В ушах у него еще звучит ее вопрос: «Зачем отказываться от удовольствия?» Звучит убедительно, но он хорошо знает, что можно многое возразить против этого. Нельзя без любви обниматься, нельзя растрачивать себя, как Антоний; но эти мысли и другие в таком же роде, владевшие им в кафе «Африканский охотник», – все это абстракции, а теплая Жермена, живая Жермена – в двух шагах от него, он видит ее, обоняет, она здесь, совсем близко, до ужаса близко.
– Ты невозможно глупый, – говорит она. – И как только такой милый мальчик может быть таким глупеньким? – Она подходит к нему вплотную. – А знаешь, мне надоела твоя глупость, – заявляет она, и голос ее звучит сердито, а лицо смеется. И раньше, чем он успевает решить, в самом ли деле она рассердилась, она уже в его объятиях, и кто начал – он или она? Он чувствует ее губы, ее язык, и они целуются так, что он слепнет и глохнет, и, значит, он ни на йоту не продвинулся вперед и его бегство из «Африканского охотника» было впустую.
Она выпустила его из объятий, и он стоит перед ней, тяжело дыша. Она смотрит на него все с той же проклятой насмешливой улыбкой.
– Я скажу тебе, почему ты тогда от меня убежал, – властно говорит она. – Ты гордец, ты вообразил, что ты слишком хорош для меня. Будь ты рабочий, шофер, вообще наш брат, все было бы просто, ты бы тогда ждал меня за милую душу.

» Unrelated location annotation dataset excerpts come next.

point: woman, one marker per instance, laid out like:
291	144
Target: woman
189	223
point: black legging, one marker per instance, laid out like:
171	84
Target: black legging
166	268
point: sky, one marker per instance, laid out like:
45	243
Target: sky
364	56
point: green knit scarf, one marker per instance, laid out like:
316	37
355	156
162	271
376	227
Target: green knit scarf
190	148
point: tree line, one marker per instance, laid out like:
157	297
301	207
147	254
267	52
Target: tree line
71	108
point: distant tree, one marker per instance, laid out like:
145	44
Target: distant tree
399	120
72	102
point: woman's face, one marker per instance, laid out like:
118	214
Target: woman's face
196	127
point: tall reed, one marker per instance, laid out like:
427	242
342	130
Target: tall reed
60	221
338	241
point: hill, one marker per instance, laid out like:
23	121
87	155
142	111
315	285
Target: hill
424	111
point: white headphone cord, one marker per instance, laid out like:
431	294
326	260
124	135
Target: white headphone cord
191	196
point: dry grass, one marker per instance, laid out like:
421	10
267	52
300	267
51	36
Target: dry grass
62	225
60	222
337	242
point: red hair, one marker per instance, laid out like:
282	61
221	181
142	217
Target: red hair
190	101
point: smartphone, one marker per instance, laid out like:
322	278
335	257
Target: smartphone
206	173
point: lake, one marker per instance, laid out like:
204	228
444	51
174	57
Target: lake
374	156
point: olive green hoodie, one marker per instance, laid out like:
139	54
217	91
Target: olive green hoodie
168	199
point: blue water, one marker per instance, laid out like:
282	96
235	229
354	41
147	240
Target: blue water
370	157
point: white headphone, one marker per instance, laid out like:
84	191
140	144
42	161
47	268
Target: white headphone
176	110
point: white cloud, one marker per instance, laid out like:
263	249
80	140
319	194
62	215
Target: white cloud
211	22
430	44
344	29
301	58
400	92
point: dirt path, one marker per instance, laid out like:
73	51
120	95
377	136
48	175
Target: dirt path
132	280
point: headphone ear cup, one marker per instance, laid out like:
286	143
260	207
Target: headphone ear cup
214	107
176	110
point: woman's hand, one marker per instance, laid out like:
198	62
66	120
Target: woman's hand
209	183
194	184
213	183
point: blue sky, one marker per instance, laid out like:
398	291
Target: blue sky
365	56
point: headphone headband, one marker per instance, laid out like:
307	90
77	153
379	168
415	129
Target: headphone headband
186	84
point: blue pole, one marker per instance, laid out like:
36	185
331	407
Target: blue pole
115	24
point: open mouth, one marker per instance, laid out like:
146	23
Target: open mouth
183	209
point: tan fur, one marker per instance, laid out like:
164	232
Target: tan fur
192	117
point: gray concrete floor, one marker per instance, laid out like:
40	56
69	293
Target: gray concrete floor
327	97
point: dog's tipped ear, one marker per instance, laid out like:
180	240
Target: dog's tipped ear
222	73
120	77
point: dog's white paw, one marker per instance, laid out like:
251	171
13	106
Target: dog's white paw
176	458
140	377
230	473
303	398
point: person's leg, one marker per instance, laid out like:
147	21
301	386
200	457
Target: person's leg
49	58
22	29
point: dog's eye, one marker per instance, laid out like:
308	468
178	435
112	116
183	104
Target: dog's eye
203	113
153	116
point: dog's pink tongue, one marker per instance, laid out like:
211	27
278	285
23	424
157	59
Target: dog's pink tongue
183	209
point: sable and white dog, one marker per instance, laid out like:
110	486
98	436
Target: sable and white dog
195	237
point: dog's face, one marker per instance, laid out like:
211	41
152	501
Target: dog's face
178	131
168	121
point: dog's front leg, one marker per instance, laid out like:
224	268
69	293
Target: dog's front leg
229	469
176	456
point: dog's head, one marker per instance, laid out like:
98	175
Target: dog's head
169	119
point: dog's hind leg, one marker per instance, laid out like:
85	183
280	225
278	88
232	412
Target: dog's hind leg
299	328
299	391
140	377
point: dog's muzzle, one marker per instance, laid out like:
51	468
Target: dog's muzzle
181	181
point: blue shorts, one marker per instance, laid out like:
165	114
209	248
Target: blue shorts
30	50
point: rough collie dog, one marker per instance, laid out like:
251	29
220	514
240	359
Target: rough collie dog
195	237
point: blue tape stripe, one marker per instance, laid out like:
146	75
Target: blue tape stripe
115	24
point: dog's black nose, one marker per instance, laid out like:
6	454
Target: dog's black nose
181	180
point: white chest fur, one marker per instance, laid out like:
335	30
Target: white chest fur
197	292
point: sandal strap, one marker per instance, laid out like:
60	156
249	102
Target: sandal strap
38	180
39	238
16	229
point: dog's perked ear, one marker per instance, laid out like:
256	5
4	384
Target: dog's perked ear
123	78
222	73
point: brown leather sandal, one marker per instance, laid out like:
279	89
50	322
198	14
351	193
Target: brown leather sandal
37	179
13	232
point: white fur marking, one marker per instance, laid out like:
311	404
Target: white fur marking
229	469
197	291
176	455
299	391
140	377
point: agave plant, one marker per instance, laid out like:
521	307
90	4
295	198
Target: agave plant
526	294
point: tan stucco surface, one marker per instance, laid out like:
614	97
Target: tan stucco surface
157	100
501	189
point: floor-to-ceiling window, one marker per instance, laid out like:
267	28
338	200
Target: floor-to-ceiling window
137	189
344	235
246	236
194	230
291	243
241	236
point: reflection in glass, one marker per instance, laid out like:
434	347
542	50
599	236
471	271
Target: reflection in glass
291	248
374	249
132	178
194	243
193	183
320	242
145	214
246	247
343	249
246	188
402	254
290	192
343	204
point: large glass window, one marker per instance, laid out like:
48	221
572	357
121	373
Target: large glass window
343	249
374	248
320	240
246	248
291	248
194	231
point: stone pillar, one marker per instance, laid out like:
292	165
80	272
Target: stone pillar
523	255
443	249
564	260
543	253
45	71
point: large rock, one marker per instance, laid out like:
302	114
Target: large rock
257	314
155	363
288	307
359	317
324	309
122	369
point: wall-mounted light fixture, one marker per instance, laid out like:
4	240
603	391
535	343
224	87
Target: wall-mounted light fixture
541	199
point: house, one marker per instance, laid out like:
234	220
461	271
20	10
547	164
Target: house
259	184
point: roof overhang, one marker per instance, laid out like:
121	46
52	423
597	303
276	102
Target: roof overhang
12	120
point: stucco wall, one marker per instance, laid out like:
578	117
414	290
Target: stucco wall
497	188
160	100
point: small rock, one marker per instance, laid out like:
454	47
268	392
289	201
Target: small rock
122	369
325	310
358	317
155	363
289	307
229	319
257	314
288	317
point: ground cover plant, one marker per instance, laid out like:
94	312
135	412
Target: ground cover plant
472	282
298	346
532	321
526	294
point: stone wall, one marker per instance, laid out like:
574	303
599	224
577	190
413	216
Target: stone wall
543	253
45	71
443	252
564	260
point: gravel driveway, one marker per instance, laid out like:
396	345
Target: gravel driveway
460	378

– Ты несправедлива ко мне, Жермена, – говорит он, искренне обиженный. Ведь все как раз наоборот: он примкнул к пролетариату, стал пролетарием, и если у кого нет пролетарского сознания, так это у нее.
– Почему это я несправедлива к тебе? – переспрашивает она. – Ты хозяин, а я прислуга. На этот счет спорить не приходится, не правда ли?
– Еще как приходится, – разгорячился он. – Я-то ведь то же, что и ты, я имею в виду – в политическом смысле.
– В политическом смысле? – издевается она. – Я плюю на политику, – заявляет Жермена. – Как прошлогодний снег интересует меня твоя политика, – решительно повторяет она, возмущенная таким безмерным неразумием. – Ты меня интересуешь, ты, дурень ты этакий.